Battle v. Woolf
This text of 23 Miss. 318 (Battle v. Woolf) is published on Counsel Stack Legal Research, covering Mississippi Supreme Court primary law. Counsel Stack provides free access to over 12 million legal documents including statutes, case law, regulations, and constitutions.
Opinion
delivered the opinion of the court.
From a judgment recovered against him by William L. Woolf, before a justice of the peace, James R. Battle appealed to the circuit court of Lauderdale county. This appeal was returned to the September term, 1846, of said circuit court, at which time the case was entered upon the docket and continued. It also appears to have been continued at the March term, 1847. No other proceeding appears to have been had till the March term, 1848, when a motion was made by Woolf to dismiss the appeal for want of sufficient, bond, which motion was sustained by the court.

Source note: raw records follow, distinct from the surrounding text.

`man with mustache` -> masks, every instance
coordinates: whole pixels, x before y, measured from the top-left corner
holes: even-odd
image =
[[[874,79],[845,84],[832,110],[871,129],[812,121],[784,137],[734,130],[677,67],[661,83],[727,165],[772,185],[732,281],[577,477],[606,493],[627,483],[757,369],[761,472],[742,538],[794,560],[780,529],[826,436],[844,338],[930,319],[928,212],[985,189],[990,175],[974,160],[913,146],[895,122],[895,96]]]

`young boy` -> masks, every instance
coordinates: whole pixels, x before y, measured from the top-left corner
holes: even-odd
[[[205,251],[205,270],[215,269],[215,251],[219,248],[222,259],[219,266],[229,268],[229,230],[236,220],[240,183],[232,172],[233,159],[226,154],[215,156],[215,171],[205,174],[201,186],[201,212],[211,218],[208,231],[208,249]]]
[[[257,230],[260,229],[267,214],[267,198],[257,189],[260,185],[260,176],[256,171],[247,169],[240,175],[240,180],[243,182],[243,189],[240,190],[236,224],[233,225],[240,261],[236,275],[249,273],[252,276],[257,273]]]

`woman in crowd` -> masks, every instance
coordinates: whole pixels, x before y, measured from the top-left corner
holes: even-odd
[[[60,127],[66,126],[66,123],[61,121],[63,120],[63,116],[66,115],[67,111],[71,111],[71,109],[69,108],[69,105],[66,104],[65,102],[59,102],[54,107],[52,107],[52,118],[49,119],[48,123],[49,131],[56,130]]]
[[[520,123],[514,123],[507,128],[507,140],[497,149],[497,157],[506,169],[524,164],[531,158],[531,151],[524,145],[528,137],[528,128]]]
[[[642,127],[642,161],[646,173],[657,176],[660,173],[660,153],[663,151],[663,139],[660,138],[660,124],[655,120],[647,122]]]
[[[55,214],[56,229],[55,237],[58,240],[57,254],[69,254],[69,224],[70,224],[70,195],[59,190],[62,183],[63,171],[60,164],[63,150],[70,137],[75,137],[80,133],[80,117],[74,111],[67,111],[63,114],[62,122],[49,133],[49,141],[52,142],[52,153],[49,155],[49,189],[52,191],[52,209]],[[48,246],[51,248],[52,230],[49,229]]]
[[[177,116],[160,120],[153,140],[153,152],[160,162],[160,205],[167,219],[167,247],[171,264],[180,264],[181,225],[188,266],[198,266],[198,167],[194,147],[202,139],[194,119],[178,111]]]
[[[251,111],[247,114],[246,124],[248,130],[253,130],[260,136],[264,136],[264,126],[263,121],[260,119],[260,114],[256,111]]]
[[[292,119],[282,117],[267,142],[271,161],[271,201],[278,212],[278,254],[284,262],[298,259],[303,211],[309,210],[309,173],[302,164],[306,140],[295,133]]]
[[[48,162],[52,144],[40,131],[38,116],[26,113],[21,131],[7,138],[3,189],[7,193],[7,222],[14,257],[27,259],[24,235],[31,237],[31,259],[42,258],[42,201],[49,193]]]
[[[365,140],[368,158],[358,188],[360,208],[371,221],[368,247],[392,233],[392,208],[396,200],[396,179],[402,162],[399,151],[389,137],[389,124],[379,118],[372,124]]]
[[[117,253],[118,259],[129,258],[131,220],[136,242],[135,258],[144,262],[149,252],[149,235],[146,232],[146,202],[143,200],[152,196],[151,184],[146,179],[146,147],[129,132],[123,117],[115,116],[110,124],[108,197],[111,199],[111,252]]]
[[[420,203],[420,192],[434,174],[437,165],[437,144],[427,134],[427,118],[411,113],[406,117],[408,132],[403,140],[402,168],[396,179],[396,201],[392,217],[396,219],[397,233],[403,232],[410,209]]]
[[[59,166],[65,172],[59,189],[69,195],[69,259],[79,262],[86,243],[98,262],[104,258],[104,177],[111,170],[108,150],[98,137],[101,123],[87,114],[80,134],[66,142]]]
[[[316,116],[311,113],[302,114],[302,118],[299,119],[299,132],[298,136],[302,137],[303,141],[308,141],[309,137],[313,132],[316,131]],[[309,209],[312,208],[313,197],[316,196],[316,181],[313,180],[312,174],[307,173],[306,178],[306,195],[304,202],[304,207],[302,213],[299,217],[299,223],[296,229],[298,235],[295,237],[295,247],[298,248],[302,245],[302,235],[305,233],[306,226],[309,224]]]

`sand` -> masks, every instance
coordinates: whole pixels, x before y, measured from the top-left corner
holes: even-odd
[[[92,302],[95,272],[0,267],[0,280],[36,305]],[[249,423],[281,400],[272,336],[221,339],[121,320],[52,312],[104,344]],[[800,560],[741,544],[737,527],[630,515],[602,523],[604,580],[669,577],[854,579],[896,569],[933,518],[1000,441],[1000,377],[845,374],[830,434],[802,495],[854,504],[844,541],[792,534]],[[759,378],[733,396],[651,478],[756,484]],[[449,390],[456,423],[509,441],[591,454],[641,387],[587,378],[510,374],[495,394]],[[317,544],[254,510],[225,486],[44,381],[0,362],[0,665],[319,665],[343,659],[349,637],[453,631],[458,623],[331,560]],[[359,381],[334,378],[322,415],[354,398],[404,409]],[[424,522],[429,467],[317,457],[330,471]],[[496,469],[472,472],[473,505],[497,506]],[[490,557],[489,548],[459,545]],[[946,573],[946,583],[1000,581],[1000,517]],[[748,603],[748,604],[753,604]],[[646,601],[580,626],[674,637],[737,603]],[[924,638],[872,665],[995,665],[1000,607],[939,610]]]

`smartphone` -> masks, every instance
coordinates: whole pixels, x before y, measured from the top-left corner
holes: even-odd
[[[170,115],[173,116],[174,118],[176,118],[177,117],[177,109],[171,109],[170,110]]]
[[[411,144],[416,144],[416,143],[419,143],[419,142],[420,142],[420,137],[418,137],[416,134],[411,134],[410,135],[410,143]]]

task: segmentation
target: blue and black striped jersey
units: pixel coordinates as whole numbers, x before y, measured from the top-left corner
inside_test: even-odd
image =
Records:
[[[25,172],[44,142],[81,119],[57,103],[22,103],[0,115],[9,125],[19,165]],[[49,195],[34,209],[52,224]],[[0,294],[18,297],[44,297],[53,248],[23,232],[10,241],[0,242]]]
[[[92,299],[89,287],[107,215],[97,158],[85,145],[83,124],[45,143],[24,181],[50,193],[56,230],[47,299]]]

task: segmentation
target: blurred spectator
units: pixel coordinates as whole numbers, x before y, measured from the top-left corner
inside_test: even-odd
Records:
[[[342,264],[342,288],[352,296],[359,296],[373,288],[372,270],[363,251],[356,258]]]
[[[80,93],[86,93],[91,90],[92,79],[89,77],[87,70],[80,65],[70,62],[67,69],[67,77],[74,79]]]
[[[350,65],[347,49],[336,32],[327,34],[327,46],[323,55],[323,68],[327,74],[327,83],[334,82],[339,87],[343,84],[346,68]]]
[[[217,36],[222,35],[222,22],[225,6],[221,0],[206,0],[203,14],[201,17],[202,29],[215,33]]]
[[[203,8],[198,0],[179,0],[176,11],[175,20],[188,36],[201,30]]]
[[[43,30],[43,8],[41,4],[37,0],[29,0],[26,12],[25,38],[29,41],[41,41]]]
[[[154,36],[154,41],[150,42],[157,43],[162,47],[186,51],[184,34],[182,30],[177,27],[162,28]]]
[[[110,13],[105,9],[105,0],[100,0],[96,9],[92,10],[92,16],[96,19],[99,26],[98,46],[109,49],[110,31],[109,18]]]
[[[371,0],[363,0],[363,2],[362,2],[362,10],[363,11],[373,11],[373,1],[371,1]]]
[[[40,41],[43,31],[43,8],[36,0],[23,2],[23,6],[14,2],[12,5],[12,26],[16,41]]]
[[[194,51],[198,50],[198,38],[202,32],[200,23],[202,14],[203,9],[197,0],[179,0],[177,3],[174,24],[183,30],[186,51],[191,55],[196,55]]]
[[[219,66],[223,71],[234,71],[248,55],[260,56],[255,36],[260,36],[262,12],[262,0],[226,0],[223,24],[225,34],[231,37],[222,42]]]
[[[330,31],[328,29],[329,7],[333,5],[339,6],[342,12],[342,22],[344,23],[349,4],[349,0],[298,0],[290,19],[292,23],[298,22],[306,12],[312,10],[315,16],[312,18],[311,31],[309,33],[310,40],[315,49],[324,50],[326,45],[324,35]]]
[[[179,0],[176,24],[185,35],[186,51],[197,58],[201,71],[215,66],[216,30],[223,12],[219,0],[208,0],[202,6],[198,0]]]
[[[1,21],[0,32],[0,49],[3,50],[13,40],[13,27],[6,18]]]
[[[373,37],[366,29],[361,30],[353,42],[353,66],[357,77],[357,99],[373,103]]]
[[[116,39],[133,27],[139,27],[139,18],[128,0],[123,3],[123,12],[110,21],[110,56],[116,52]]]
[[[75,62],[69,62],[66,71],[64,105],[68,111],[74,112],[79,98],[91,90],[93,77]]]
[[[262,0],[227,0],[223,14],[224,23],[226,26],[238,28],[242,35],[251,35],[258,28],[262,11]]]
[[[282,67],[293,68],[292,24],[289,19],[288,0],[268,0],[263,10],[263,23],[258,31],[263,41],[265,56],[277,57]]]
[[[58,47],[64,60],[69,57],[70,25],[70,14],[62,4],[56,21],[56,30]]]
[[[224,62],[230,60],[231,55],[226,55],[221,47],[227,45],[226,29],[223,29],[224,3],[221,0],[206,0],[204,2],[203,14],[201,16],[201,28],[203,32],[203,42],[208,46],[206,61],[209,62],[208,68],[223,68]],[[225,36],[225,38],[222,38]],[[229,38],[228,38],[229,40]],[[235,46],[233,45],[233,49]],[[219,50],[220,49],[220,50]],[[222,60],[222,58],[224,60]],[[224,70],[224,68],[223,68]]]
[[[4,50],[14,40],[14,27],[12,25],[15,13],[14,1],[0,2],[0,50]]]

The counsel for the plaintiff in error insists, that after the term to which an appeal is taken from a justice of the peace, it is too late to move the court to dismiss the appeal for the insufficiency of the appeal bond. This position is correct, [319]*319provided the bond is merely voidable and not void. Jenkins v. Cauley, 1 Stew. 61.
But there is no bill of exceptions making the bond part of the record; and under the ruling of this court in previous decisions, we cannot look beyond what the law makes part of the record.
The judgment must therefore be affirmed.